SMU Design School: Part of Dallas’ Fashion-Forward Past

By Caroline Hafner

The Fashion Media minor has quickly become one of the most popular minors to take at SMU.  From fashion internships to fashion journalism classes, students are learning so much about the fashion world and the wonderful places it is headed. Many students believe that this is the first fashion-oriented area of study to come to SMU.

This summer as the DeGolyer library staff was going through archival material, they came across article after article about an SMU Design School, which was launched right after World War II and continued into the mid 1950s. During this time period, Dallas was quickly becoming one of the country’s most fashion-forward cities.

In an article from the Dallas Morning News in 1944, Lester P. Lorch, the president of  SMU’s Art Department, said: “The purpose of the school is to teach natives of Dallas, and the of the surrounding territory, technique in fashion designing, so that Dallas may depend on Dallasites for fashion and thereby do away with the importation of designers from other states.”


Joan Gosnell, a university archivist at the DeGolyer library, stated that at that time, New York, Los Angeles and Dallas were the three most significant cities for fashion in the United States, as they remain today. With Foley’s and Neiman Marcus both based in Texas, SMU was already in the center of a fashion-oriented city.

One primary goal the SMU Design School set out to accomplish was to find young designers within the university itself.  The university offered a wide range of classes –from costume design to pattern drafting — to allow these aspiring designers to hone their skills.

The professors challenged the students by holding annual fashion shows where students could show off the work they had created throughout the semester. The students took their designs from early sketches to finished pieces that were modeled on a runway.  The winning designer would receive a scholarship.

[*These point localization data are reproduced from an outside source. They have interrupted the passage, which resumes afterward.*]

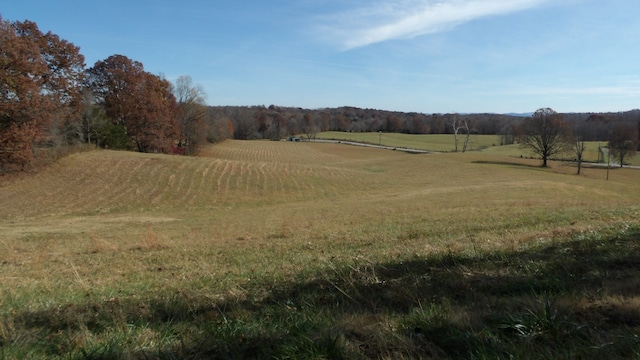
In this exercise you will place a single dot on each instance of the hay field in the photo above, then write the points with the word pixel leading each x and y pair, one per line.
pixel 108 228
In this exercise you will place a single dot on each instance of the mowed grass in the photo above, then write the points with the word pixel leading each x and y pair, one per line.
pixel 308 250
pixel 488 144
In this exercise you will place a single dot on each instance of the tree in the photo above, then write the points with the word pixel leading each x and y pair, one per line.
pixel 309 127
pixel 546 134
pixel 40 77
pixel 192 112
pixel 579 144
pixel 456 125
pixel 623 141
pixel 468 127
pixel 139 102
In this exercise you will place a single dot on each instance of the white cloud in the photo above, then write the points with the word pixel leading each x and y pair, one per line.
pixel 387 19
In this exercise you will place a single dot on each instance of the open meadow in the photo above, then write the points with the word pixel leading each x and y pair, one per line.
pixel 263 249
pixel 488 144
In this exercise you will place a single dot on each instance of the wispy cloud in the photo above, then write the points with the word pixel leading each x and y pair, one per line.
pixel 388 19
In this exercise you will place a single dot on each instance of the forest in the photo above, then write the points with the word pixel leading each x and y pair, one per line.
pixel 52 103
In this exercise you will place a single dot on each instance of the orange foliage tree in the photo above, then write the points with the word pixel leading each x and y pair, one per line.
pixel 139 102
pixel 40 80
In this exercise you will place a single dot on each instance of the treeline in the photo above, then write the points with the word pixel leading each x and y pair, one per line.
pixel 49 102
pixel 274 122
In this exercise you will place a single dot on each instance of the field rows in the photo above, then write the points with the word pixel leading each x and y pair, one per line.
pixel 228 175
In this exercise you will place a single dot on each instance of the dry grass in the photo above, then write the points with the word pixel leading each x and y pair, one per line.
pixel 112 232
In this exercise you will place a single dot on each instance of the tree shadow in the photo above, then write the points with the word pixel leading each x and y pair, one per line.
pixel 503 298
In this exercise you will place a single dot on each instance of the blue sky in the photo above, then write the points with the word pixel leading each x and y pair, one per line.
pixel 429 56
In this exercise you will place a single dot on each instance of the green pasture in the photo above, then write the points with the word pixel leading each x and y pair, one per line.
pixel 303 250
pixel 489 144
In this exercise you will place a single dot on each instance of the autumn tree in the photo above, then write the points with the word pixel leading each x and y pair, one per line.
pixel 140 103
pixel 40 77
pixel 192 113
pixel 580 133
pixel 546 134
pixel 623 141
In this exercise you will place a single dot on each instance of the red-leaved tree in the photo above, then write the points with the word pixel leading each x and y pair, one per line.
pixel 40 80
pixel 139 102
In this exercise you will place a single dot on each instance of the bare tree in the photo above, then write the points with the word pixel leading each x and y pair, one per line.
pixel 468 127
pixel 579 145
pixel 456 126
pixel 192 112
pixel 546 134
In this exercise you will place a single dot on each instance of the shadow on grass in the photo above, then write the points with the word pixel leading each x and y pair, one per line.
pixel 572 299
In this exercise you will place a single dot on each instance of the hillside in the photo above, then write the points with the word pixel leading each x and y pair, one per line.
pixel 147 255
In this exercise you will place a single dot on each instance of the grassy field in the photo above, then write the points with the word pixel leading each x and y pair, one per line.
pixel 489 144
pixel 263 249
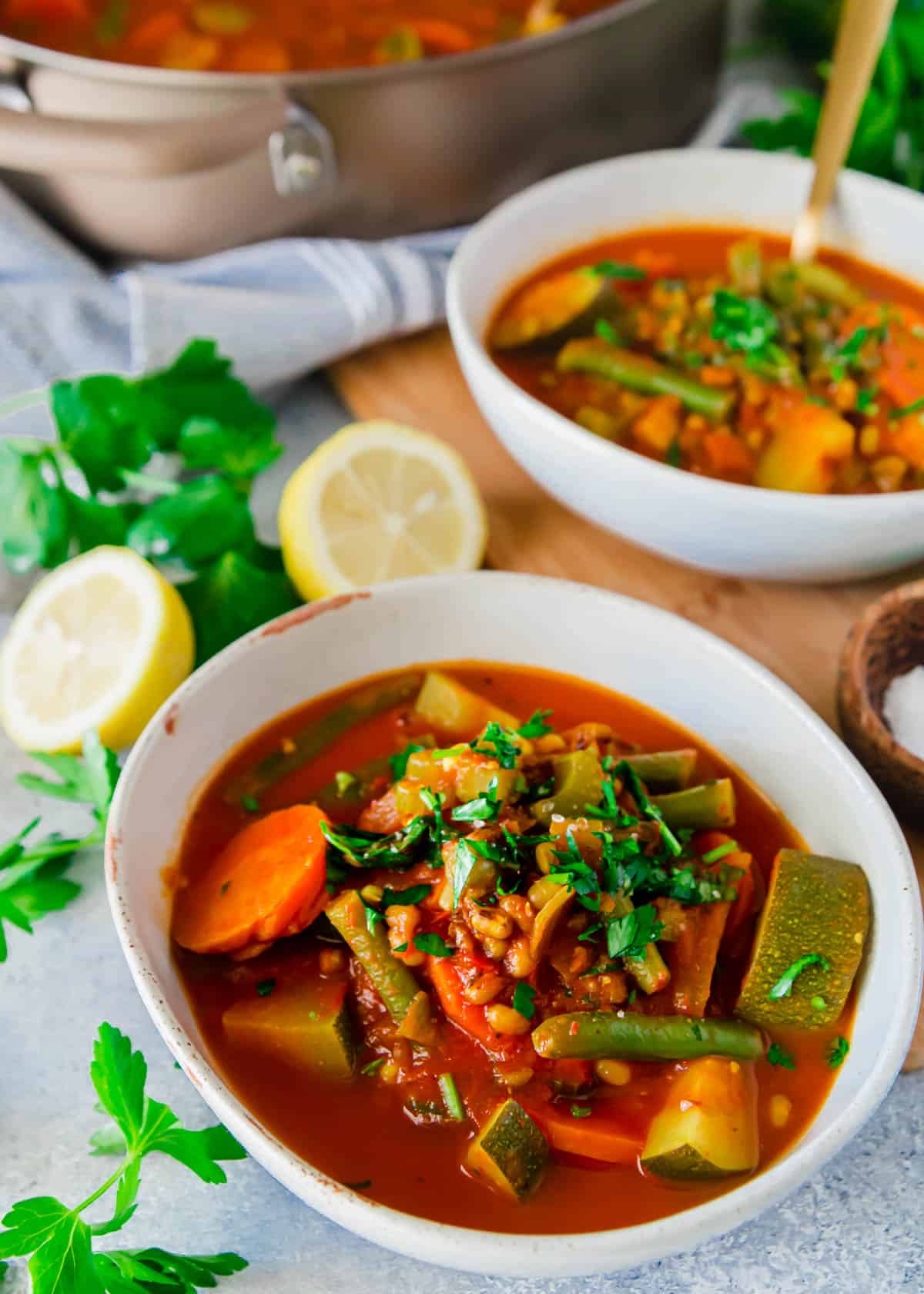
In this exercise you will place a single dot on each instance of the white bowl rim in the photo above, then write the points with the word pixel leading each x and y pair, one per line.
pixel 497 1253
pixel 471 250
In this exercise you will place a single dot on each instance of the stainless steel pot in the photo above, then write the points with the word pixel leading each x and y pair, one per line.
pixel 169 165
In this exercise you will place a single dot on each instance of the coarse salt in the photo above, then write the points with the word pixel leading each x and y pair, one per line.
pixel 903 709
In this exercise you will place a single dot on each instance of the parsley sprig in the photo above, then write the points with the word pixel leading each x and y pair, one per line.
pixel 32 873
pixel 59 1240
pixel 93 487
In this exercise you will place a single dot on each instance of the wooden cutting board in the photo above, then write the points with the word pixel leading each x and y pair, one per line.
pixel 795 631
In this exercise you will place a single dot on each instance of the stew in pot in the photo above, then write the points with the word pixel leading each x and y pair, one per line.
pixel 280 35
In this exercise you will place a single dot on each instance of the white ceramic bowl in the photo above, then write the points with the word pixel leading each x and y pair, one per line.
pixel 625 645
pixel 735 529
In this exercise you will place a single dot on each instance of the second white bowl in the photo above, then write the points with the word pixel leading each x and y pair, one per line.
pixel 733 529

In March of 1948 the Dallas Morning News reported that “arrangements were made with manufactures to have scholarship holders work several hours each week in factories under direction either of the manufacturer or his designer to enable students to become more familiar with production methods.”

The SMU Design School was sponsored by the Dallas Fashion and Sportswear Center and while open, was one of the only four design schools in the United States. The school had 75 graduates after its first year, one-third of whom were working in the Dallas market.

The SMU Design School definitely shaped Dallas’ early ascent in the fashion world. All the young talent that went into the city upon graduation has helped Dallas grow into a fashion capital.